Adli teşkilatımız daha berbat.
Merkezi hükümete ve valilere o kadar yetki ve müdahale hakkı verildi ki, şehir ve iller serbestisi tamamıyla kayboldu. Yine eskisi gibi ve hatta daha zi­yade valiler ve yürütme kuvveti her şeye hakim oldu.
Buradan Bakü’ye ve Bakü’ den Türkistan’ın ortalarına kadar, bütün Türk kalp­lerini birleştiren, aynı heyecanla çarptıran, Türk’ün dertlerini, sevinçlerini, ek­siklerini ve ihtiyaçlarını, mütevazı hayatını dile getirerek, birbirine karşı, bir bağ­lılık kuran dört yazar görüyorum: Namık Kemal, Mehmet Emin, Mehmet Akif ve Reşat Nuri beyler. Azerbaycan evlerinde Vaveyla ile Ben bir Türk’üm , Bülbül , Çalıkuşu yan yana duruyorlar ve aynı fikirlerle, aynı duyguları uyandırmaktadırlar.

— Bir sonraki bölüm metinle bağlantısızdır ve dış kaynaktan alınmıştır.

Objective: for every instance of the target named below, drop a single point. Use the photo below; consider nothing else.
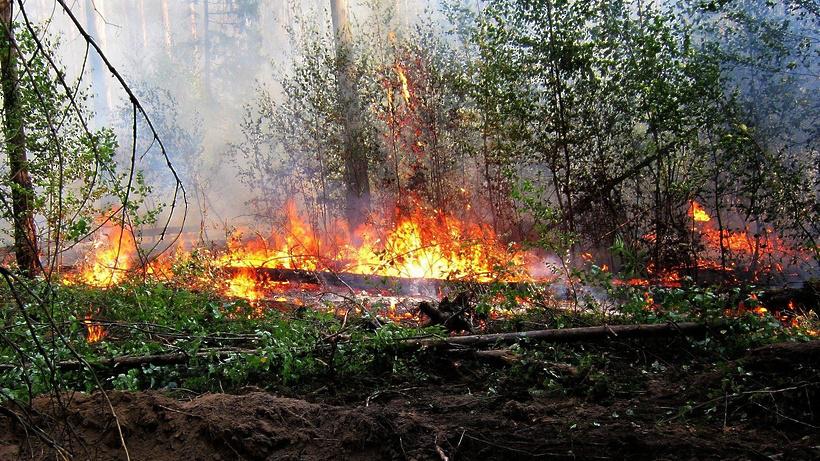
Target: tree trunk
(206, 51)
(98, 69)
(357, 182)
(22, 191)
(166, 27)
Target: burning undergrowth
(388, 266)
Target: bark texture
(22, 191)
(356, 176)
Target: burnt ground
(636, 401)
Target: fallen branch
(560, 335)
(129, 361)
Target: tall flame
(113, 255)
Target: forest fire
(94, 332)
(113, 255)
(422, 244)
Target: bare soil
(771, 412)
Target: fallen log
(130, 361)
(452, 315)
(398, 285)
(561, 335)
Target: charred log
(564, 335)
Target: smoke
(195, 65)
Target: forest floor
(616, 400)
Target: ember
(94, 332)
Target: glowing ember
(113, 255)
(244, 285)
(698, 213)
(426, 244)
(94, 332)
(405, 87)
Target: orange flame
(698, 213)
(113, 255)
(94, 332)
(405, 86)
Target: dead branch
(561, 335)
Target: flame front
(113, 256)
(94, 332)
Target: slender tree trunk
(22, 191)
(98, 70)
(206, 51)
(166, 27)
(143, 26)
(357, 181)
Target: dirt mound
(456, 420)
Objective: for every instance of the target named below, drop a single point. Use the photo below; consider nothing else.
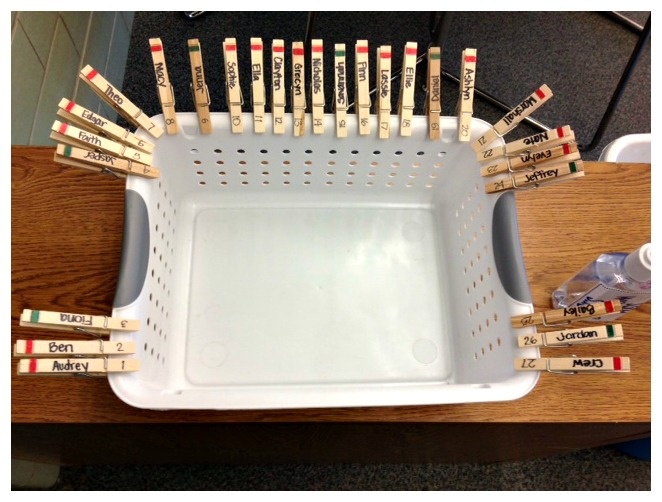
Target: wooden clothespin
(113, 97)
(232, 88)
(199, 88)
(407, 88)
(433, 101)
(512, 119)
(86, 119)
(465, 107)
(317, 84)
(164, 88)
(278, 85)
(362, 82)
(340, 90)
(258, 88)
(383, 101)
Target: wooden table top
(67, 226)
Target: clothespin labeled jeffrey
(113, 97)
(164, 88)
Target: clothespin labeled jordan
(199, 89)
(114, 98)
(164, 88)
(465, 100)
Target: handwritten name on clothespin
(278, 85)
(465, 100)
(545, 139)
(258, 88)
(407, 87)
(512, 119)
(164, 88)
(433, 101)
(199, 88)
(572, 365)
(340, 90)
(362, 84)
(566, 315)
(113, 97)
(573, 336)
(383, 102)
(86, 119)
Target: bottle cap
(638, 263)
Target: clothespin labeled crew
(164, 88)
(118, 101)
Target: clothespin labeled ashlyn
(258, 88)
(113, 97)
(465, 100)
(164, 88)
(199, 88)
(407, 88)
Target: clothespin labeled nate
(199, 88)
(164, 88)
(232, 89)
(407, 88)
(113, 97)
(465, 100)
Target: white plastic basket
(273, 271)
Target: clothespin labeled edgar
(118, 101)
(199, 88)
(340, 90)
(258, 88)
(232, 89)
(163, 86)
(278, 85)
(465, 101)
(433, 101)
(407, 87)
(362, 84)
(512, 119)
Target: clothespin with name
(232, 88)
(258, 89)
(512, 119)
(199, 88)
(118, 101)
(407, 87)
(465, 100)
(164, 88)
(433, 101)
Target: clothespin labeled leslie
(465, 100)
(113, 97)
(164, 88)
(407, 87)
(199, 88)
(512, 119)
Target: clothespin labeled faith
(433, 101)
(199, 88)
(340, 90)
(232, 88)
(118, 101)
(512, 119)
(258, 88)
(407, 87)
(465, 100)
(164, 88)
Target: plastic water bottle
(622, 276)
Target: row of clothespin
(571, 336)
(77, 357)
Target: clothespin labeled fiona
(114, 98)
(164, 88)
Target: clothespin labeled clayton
(199, 88)
(113, 97)
(164, 88)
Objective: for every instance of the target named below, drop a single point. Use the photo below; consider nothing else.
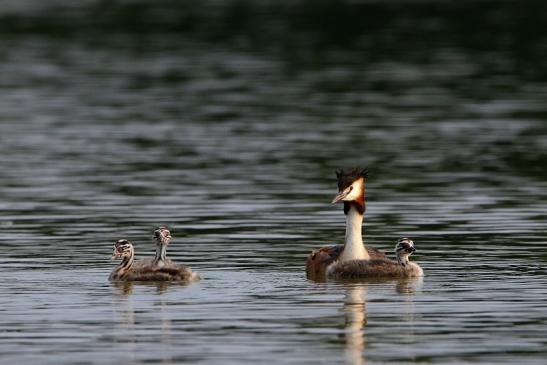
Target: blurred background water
(226, 121)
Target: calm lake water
(115, 119)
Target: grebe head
(403, 249)
(351, 188)
(122, 248)
(162, 235)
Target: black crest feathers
(348, 176)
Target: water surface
(233, 143)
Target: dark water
(226, 122)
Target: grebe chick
(351, 191)
(379, 268)
(126, 271)
(163, 238)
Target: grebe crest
(351, 191)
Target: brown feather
(320, 259)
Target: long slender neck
(354, 249)
(161, 252)
(126, 264)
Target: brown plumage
(319, 260)
(379, 267)
(351, 191)
(144, 271)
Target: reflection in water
(356, 315)
(356, 319)
(124, 302)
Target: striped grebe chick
(142, 271)
(379, 268)
(351, 191)
(163, 237)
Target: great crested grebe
(162, 235)
(351, 191)
(143, 271)
(379, 268)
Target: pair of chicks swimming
(157, 269)
(351, 260)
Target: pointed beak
(115, 255)
(341, 195)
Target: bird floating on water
(354, 259)
(158, 269)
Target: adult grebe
(379, 268)
(142, 271)
(351, 190)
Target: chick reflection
(356, 319)
(151, 316)
(356, 315)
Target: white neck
(354, 249)
(403, 260)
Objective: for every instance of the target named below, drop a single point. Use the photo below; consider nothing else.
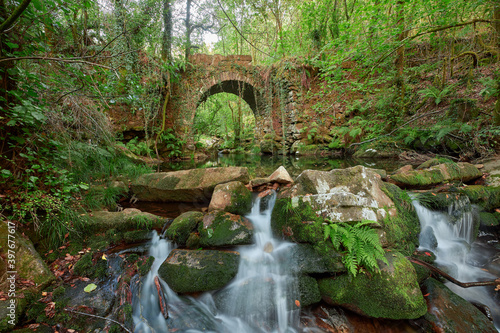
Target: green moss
(392, 294)
(183, 225)
(225, 229)
(487, 197)
(145, 266)
(308, 291)
(403, 230)
(489, 220)
(86, 267)
(137, 236)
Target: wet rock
(281, 176)
(101, 299)
(183, 225)
(306, 260)
(232, 197)
(487, 197)
(194, 185)
(28, 263)
(392, 294)
(352, 194)
(127, 219)
(187, 271)
(435, 174)
(448, 312)
(225, 229)
(308, 291)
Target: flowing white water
(449, 237)
(261, 298)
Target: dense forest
(408, 77)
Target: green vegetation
(358, 243)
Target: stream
(450, 236)
(261, 297)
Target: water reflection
(264, 165)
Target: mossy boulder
(187, 271)
(127, 219)
(487, 197)
(224, 229)
(449, 313)
(308, 290)
(194, 185)
(489, 219)
(28, 263)
(402, 230)
(392, 294)
(183, 225)
(436, 174)
(232, 197)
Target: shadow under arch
(246, 91)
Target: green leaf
(89, 288)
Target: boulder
(127, 219)
(232, 197)
(448, 312)
(27, 262)
(281, 176)
(308, 291)
(194, 185)
(435, 174)
(187, 271)
(341, 195)
(183, 225)
(225, 229)
(392, 294)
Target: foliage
(359, 244)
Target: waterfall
(261, 298)
(450, 236)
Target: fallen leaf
(89, 288)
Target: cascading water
(261, 298)
(449, 237)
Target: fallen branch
(453, 280)
(90, 315)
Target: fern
(358, 243)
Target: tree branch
(94, 316)
(14, 16)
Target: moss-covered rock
(183, 225)
(127, 219)
(489, 219)
(392, 294)
(308, 290)
(402, 230)
(225, 229)
(232, 197)
(194, 185)
(188, 271)
(487, 197)
(449, 313)
(436, 174)
(27, 262)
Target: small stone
(281, 176)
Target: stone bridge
(271, 97)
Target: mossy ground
(403, 230)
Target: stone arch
(246, 91)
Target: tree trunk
(166, 46)
(188, 30)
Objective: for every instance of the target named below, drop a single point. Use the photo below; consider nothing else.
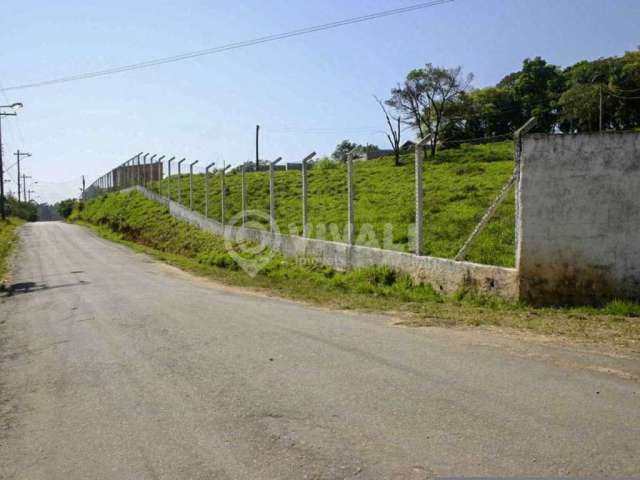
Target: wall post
(305, 195)
(272, 194)
(350, 196)
(180, 181)
(419, 168)
(243, 194)
(169, 177)
(191, 184)
(222, 194)
(206, 189)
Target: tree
(342, 149)
(394, 132)
(538, 88)
(424, 98)
(65, 207)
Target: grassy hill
(7, 241)
(459, 185)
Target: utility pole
(257, 147)
(13, 106)
(18, 155)
(600, 108)
(24, 185)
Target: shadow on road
(32, 287)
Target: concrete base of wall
(446, 276)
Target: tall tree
(538, 88)
(425, 97)
(393, 135)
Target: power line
(622, 97)
(231, 46)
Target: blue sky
(307, 93)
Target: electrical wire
(230, 46)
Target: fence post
(419, 167)
(305, 194)
(243, 194)
(180, 181)
(169, 177)
(206, 189)
(191, 184)
(158, 169)
(143, 172)
(350, 196)
(272, 194)
(148, 177)
(222, 195)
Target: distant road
(115, 366)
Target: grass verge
(8, 240)
(148, 227)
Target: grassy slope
(7, 242)
(130, 218)
(458, 189)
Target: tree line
(440, 102)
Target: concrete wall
(579, 218)
(444, 275)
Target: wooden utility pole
(19, 155)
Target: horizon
(189, 109)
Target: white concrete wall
(444, 275)
(579, 218)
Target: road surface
(115, 366)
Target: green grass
(8, 240)
(459, 186)
(148, 227)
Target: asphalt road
(115, 366)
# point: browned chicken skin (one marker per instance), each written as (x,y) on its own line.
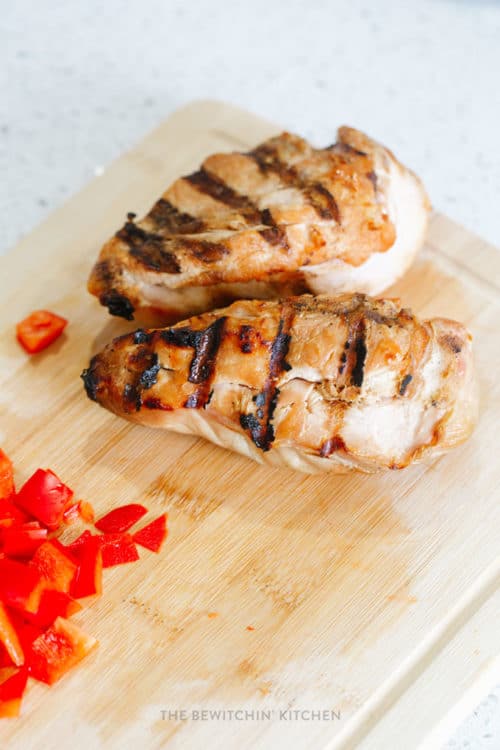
(281,219)
(315,383)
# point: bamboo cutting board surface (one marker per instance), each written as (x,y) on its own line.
(372,597)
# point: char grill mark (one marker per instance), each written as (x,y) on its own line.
(357,371)
(90,379)
(206,345)
(117,304)
(170,220)
(332,445)
(259,424)
(319,197)
(144,366)
(148,248)
(404,384)
(323,202)
(246,336)
(204,250)
(216,188)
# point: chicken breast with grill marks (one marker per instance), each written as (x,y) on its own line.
(282,219)
(314,383)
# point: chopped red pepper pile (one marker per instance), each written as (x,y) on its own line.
(39,330)
(41,579)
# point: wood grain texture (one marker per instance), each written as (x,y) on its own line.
(355,586)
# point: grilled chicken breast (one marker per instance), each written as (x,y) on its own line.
(282,219)
(315,383)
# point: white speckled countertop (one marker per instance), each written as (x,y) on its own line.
(81,82)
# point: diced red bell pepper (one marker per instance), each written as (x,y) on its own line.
(39,330)
(27,632)
(71,514)
(10,514)
(153,535)
(22,541)
(21,585)
(9,637)
(86,511)
(77,543)
(53,604)
(7,488)
(11,694)
(5,660)
(58,650)
(121,519)
(45,497)
(117,549)
(88,579)
(55,564)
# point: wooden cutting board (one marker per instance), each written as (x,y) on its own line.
(373,599)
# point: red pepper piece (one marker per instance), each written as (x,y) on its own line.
(121,519)
(9,638)
(88,579)
(53,604)
(11,694)
(117,549)
(153,535)
(21,585)
(39,330)
(86,511)
(77,543)
(45,498)
(56,565)
(7,488)
(22,541)
(11,515)
(58,650)
(71,514)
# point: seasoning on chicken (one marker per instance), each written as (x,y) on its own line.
(314,383)
(284,218)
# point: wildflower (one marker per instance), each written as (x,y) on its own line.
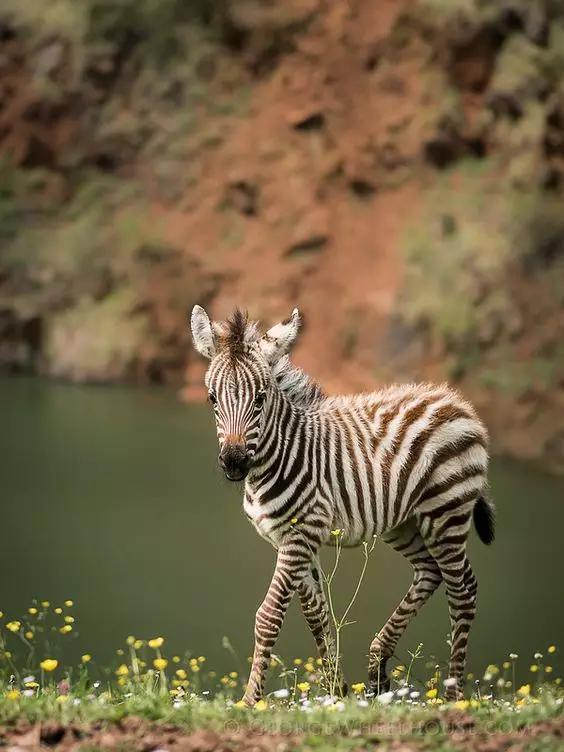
(461,704)
(49,664)
(385,698)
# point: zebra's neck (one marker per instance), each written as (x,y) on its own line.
(283,423)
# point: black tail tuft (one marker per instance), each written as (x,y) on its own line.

Namık Kemal’in yolu hiç olmazsa iki kuşak takip edilmiş olsaydı, şüphe yok ki, bugün gerek geçmişteki ve gerek içinde yaşadığımız hayat edebi eserlere aksedecekti.
Vaazlara gelince, çok kere hurafeler etrafında dolaşır. Bunlar, Hz. Muhammed’ in ve ilk dört halifenin za­manlarındaki hutbe ve vaazlardan pek farklıdırlar.
Fert yok, cemiyet var, hak yok, vazife var prensibine -ki gerçekte kimse yok, padişah var, hak yok keyif var prensibinin aynıdır- artık son verilmeli­dir. Fertsiz cemiyet düşünmek, elsiz, ayaksız, başsız ve gövdesiz insan düşün­mektir. Haksız da vazife düşünmek bütün insanları hayvan yerine koymak de­ğil midir?
Bize gelince; dilimizi yabancılara değil, köylülerimize bile okutturamadık; geri bir tarımdan başka elimizde milli denebilecek bir sanatımız yok, zeka ve dimağımızın çalışma alanı pek sınırlıdır.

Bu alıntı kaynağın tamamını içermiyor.